Ho saziato il brontolio dello stomaco con una sosta al “Singapore Asian Restaurant”, volevo iniziare a scoprire la cucina cambogiana, CambogiaDiario5.jpg (8625 byte)ho scelto pesce fritto in salsa di mango e frutti di mare in salsa di sesamo, da bere “Angkor Beer”, con la quale c’è stato subito gran feeling. A prendere le ordinazioni c’era un esercito di ragazzine un po’ cresciute, che nei momenti di pausa giocava con una bambola, il gioco s’interrompeva ogni volta che un piatto era pronto, il segnale era il trillare di un campanello.
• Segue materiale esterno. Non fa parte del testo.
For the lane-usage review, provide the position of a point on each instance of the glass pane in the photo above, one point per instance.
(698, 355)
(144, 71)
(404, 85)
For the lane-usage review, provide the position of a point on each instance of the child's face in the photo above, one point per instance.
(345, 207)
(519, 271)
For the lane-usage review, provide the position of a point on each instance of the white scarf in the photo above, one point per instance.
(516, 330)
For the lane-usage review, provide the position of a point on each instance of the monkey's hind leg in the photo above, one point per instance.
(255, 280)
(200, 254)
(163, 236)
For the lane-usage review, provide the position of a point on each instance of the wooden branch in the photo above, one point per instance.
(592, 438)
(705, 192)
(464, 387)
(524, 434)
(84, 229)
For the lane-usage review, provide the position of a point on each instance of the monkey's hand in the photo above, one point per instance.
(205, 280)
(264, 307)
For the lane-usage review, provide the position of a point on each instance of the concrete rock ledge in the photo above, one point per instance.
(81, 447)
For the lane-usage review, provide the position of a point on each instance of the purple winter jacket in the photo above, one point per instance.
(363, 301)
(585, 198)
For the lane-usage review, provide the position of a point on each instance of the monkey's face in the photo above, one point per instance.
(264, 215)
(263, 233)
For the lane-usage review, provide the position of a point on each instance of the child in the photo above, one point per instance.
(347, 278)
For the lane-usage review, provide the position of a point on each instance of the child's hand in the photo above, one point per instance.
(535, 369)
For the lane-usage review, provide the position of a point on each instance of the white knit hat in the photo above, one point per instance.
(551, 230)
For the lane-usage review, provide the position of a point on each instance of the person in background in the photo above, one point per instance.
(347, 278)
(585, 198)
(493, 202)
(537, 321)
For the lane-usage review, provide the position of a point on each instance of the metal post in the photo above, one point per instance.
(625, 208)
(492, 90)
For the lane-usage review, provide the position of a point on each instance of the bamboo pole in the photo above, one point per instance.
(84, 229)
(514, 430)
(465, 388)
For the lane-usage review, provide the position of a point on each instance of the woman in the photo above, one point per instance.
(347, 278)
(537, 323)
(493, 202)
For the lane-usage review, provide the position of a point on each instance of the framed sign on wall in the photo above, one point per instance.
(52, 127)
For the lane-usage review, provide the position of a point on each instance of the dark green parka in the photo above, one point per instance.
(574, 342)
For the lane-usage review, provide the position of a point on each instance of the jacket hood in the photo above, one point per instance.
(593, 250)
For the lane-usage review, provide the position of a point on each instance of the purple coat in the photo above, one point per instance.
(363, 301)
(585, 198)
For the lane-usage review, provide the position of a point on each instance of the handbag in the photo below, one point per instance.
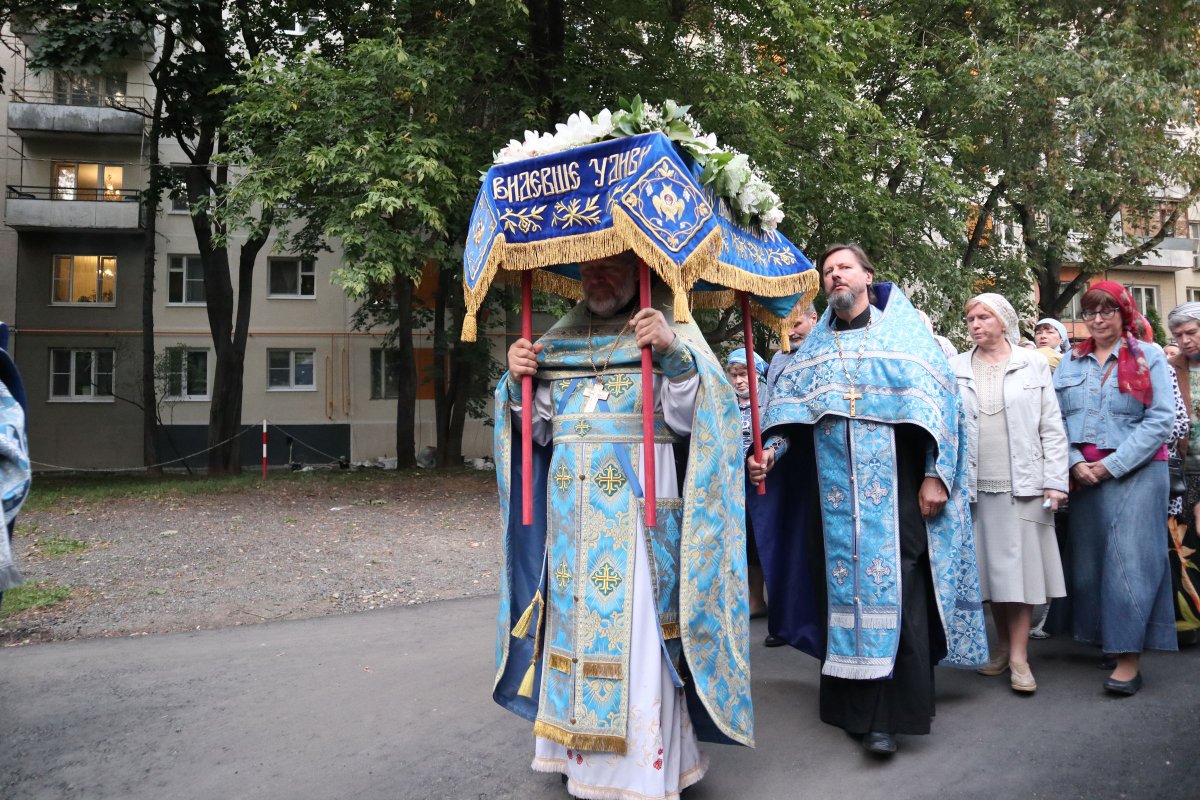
(1179, 487)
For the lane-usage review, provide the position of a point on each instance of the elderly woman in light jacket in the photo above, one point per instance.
(1018, 473)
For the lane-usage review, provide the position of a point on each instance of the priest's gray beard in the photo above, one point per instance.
(843, 300)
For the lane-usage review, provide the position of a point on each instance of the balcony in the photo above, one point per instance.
(97, 210)
(54, 114)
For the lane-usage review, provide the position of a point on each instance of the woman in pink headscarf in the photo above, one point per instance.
(1119, 409)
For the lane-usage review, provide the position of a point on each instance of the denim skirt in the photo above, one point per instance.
(1120, 578)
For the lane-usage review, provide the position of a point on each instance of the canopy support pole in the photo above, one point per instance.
(753, 379)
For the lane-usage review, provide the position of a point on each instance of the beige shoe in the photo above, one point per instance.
(997, 666)
(1023, 678)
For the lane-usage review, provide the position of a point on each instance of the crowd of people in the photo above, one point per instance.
(911, 491)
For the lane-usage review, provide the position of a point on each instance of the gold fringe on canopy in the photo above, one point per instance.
(593, 741)
(761, 284)
(474, 296)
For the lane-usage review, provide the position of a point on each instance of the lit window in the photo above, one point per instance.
(185, 280)
(291, 277)
(384, 373)
(88, 181)
(89, 90)
(1194, 234)
(82, 374)
(187, 373)
(289, 370)
(1146, 298)
(84, 280)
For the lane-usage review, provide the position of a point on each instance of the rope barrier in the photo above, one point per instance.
(139, 469)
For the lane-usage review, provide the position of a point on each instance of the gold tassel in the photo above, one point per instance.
(521, 629)
(468, 328)
(526, 689)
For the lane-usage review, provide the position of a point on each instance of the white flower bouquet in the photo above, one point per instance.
(731, 174)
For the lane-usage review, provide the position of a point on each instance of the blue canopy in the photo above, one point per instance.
(636, 193)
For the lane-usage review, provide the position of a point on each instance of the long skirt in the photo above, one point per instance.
(1121, 587)
(1017, 549)
(1185, 566)
(661, 753)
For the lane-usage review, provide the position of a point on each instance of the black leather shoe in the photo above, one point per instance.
(880, 744)
(1123, 687)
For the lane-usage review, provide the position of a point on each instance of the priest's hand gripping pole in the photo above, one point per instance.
(648, 491)
(753, 377)
(527, 404)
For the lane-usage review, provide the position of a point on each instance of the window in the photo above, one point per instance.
(384, 373)
(187, 373)
(291, 277)
(1071, 313)
(1145, 296)
(185, 280)
(89, 90)
(84, 280)
(289, 370)
(87, 181)
(82, 374)
(1194, 234)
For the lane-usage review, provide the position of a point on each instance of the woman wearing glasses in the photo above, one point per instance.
(1119, 410)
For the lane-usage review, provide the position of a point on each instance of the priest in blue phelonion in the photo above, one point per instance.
(635, 639)
(865, 534)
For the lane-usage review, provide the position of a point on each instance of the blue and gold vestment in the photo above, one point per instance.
(900, 377)
(580, 552)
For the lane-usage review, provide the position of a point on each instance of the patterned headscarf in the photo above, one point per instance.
(1065, 344)
(1003, 310)
(739, 356)
(1133, 372)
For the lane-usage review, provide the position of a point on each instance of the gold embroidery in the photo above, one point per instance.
(618, 384)
(564, 576)
(603, 669)
(570, 214)
(529, 220)
(563, 477)
(610, 480)
(605, 578)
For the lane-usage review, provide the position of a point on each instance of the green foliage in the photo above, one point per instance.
(37, 594)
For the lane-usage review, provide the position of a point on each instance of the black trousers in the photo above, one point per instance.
(903, 703)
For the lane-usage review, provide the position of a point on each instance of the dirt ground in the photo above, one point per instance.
(172, 555)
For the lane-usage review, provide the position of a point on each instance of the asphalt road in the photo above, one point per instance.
(395, 704)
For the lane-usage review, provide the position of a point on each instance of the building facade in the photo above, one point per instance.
(72, 254)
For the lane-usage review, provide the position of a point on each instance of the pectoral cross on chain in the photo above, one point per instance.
(852, 395)
(595, 392)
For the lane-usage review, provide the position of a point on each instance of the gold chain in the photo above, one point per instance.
(612, 349)
(862, 349)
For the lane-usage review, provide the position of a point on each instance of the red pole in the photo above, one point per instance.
(648, 488)
(527, 404)
(748, 332)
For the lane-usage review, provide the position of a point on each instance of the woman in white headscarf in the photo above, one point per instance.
(1018, 476)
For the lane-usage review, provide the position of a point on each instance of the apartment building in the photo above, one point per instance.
(72, 250)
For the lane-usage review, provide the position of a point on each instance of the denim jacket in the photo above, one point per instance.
(1097, 413)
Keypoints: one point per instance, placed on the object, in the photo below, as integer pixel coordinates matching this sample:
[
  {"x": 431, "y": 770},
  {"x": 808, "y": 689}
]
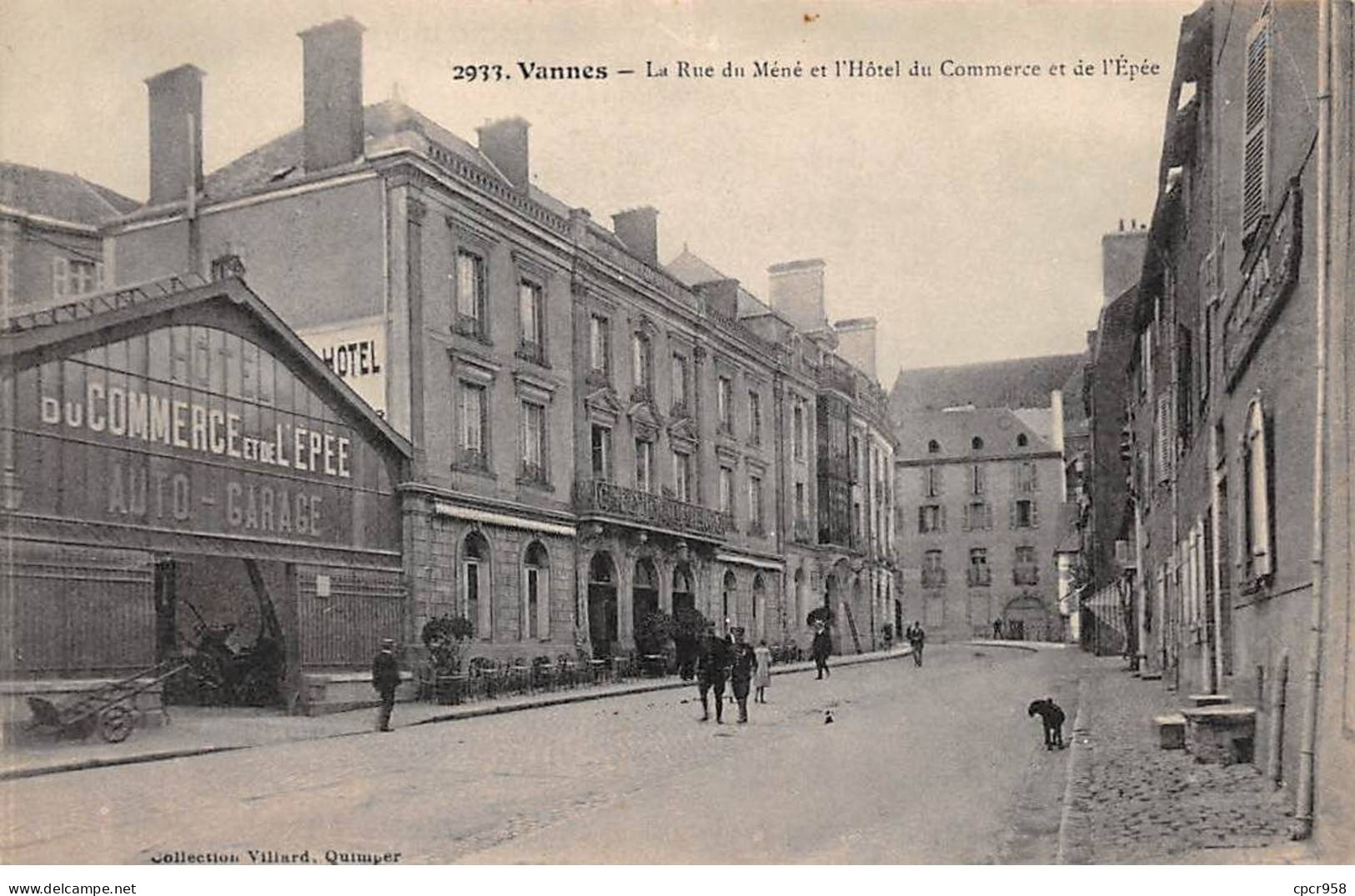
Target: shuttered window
[{"x": 1255, "y": 122}]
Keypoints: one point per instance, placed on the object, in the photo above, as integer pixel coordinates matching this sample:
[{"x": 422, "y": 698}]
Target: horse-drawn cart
[{"x": 110, "y": 708}]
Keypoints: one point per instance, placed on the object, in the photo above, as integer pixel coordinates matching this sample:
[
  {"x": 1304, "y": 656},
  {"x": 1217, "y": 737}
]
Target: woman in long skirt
[{"x": 762, "y": 678}]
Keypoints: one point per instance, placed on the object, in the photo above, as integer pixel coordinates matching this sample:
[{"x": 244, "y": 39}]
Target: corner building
[{"x": 594, "y": 438}]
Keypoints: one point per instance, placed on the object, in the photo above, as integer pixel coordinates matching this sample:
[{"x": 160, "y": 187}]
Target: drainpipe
[{"x": 1307, "y": 750}]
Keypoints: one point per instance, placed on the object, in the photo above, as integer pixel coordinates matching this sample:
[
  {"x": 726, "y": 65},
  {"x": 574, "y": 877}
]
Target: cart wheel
[{"x": 115, "y": 724}]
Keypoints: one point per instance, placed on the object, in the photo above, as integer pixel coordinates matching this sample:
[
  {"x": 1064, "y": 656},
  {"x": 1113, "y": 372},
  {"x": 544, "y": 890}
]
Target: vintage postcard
[{"x": 675, "y": 433}]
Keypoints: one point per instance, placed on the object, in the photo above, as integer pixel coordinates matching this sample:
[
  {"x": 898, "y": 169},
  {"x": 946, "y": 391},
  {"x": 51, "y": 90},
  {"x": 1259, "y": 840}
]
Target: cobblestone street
[{"x": 1132, "y": 802}]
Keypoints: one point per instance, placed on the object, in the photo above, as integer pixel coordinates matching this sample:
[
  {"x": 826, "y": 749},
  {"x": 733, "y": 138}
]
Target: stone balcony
[{"x": 595, "y": 498}]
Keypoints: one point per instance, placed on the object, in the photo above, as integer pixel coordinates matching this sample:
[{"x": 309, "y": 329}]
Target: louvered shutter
[{"x": 1255, "y": 122}]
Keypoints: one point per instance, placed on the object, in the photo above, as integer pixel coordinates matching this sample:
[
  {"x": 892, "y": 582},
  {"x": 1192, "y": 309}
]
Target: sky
[{"x": 964, "y": 213}]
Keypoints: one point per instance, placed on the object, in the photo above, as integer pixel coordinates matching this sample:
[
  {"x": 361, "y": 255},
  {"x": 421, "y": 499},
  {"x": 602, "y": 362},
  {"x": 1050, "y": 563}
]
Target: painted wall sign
[
  {"x": 198, "y": 431},
  {"x": 355, "y": 351}
]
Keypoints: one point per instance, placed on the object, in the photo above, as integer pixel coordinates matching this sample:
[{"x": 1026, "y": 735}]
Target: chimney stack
[
  {"x": 504, "y": 143},
  {"x": 639, "y": 229},
  {"x": 175, "y": 99},
  {"x": 856, "y": 344},
  {"x": 795, "y": 290},
  {"x": 332, "y": 88}
]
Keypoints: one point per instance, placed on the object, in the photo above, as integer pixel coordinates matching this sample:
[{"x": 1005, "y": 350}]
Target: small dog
[{"x": 1053, "y": 720}]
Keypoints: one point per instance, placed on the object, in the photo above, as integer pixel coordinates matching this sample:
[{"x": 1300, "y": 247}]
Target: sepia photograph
[{"x": 901, "y": 436}]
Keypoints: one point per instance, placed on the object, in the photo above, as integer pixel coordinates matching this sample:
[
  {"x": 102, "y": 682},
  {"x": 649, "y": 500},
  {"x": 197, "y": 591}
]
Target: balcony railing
[{"x": 596, "y": 497}]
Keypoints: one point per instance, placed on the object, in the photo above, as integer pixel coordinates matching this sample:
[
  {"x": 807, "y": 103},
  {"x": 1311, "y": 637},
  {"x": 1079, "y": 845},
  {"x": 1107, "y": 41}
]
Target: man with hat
[
  {"x": 385, "y": 678},
  {"x": 713, "y": 662},
  {"x": 741, "y": 672}
]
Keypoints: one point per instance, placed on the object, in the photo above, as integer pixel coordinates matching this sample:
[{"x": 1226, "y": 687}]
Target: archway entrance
[
  {"x": 602, "y": 605},
  {"x": 644, "y": 604},
  {"x": 1026, "y": 618}
]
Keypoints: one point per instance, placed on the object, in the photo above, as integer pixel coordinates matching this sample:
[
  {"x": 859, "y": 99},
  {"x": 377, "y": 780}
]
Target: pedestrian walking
[
  {"x": 713, "y": 668},
  {"x": 385, "y": 678},
  {"x": 821, "y": 648},
  {"x": 741, "y": 672},
  {"x": 762, "y": 678},
  {"x": 916, "y": 639}
]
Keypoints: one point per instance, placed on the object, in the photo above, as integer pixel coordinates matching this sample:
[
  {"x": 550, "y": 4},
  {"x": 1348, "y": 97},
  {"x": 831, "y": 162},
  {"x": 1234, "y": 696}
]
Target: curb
[
  {"x": 1073, "y": 848},
  {"x": 473, "y": 712}
]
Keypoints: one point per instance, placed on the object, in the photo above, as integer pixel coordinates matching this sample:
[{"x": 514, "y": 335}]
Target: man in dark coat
[
  {"x": 385, "y": 678},
  {"x": 821, "y": 648},
  {"x": 916, "y": 639},
  {"x": 741, "y": 672},
  {"x": 713, "y": 662}
]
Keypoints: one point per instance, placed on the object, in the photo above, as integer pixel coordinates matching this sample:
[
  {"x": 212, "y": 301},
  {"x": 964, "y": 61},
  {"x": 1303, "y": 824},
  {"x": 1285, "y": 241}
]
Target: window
[
  {"x": 644, "y": 464},
  {"x": 530, "y": 316},
  {"x": 977, "y": 516},
  {"x": 75, "y": 277},
  {"x": 474, "y": 568},
  {"x": 934, "y": 570},
  {"x": 534, "y": 443},
  {"x": 679, "y": 384},
  {"x": 473, "y": 427},
  {"x": 535, "y": 593},
  {"x": 755, "y": 516},
  {"x": 1259, "y": 559},
  {"x": 1025, "y": 572},
  {"x": 979, "y": 573},
  {"x": 798, "y": 431},
  {"x": 1025, "y": 514},
  {"x": 682, "y": 475},
  {"x": 600, "y": 343},
  {"x": 602, "y": 453},
  {"x": 931, "y": 481},
  {"x": 724, "y": 409},
  {"x": 641, "y": 363},
  {"x": 470, "y": 295},
  {"x": 1257, "y": 123},
  {"x": 755, "y": 418}
]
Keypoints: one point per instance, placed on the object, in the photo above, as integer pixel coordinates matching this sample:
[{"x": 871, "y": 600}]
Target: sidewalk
[
  {"x": 1129, "y": 802},
  {"x": 197, "y": 731}
]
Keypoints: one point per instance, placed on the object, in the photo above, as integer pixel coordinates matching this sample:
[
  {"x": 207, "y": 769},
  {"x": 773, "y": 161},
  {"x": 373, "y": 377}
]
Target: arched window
[
  {"x": 1261, "y": 558},
  {"x": 728, "y": 597},
  {"x": 535, "y": 578},
  {"x": 474, "y": 585}
]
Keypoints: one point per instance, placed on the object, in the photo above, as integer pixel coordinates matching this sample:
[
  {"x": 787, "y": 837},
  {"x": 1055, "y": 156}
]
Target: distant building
[
  {"x": 50, "y": 245},
  {"x": 981, "y": 493}
]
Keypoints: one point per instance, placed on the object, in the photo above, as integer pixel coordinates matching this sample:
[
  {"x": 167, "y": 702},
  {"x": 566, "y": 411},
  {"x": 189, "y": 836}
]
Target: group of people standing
[{"x": 733, "y": 659}]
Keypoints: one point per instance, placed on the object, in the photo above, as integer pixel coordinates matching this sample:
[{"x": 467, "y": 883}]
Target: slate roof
[
  {"x": 1023, "y": 382},
  {"x": 63, "y": 197},
  {"x": 956, "y": 431},
  {"x": 281, "y": 160}
]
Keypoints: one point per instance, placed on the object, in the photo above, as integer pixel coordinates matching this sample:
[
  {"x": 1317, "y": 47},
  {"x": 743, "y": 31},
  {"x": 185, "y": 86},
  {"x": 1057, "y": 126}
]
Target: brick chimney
[
  {"x": 504, "y": 143},
  {"x": 856, "y": 344},
  {"x": 175, "y": 140},
  {"x": 639, "y": 229},
  {"x": 795, "y": 290},
  {"x": 332, "y": 93}
]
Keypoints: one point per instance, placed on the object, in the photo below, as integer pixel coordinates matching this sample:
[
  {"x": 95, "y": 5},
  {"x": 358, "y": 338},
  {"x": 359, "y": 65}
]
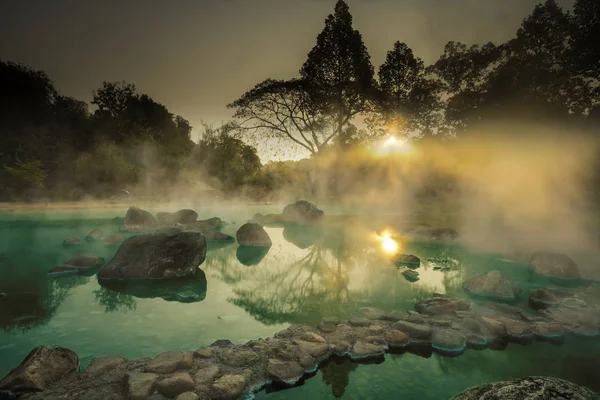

Ho ritrovato con molta difficoltà la strada per la Guest House, mentre un sole assassino faceva egregiamente il suo dovere, sfiancando il mio corpo, che in meno di ventiquattro ore, era passato, da un timido accenno di primavera italiana ad un’estate calda e secca. Ho dormito un po’ ed all’ora stabilita, Yuth era in strada ad aspettarmi.

Sono stato al “Museo delle mine”, creato con i reperti provenienti dal periodo di Pol Pot, raccolti dal fondatore, il Sig. Aki Ra. Costui mi ha raccontato che all’età di cinque anni i suoi familiari furono uccisi dai Khmer Rossi e che fu costretto ad abbandonare il villaggio, per andare a lavorare nei campi. Quando si era arruolato nell’esercito Vietnamita, aveva minato i campi nei quali aveva lavorato e dopo la guerra, li aveva bonificati. Aki Ra ha concluso la chiacchierata dicendomi che un giorno tutte le mine saranno eliminate dalla Cambogia, questo è il motivo per cui ha voluto il museo, che nello stesso tempo deve essere un monito ed un ricordo per le generazioni future. Il museo è all’aperto e i reperti sono allineati sotto una struttura in bambù, ci sono ordigni di tutte le nazionalità, soprattutto mine, da quelle vietnamite (rozze e somiglianti a delle pentole),  a  quelle cinesi,  russe e americane,  ci sono anche razzi, bombe ed armi da fuoco.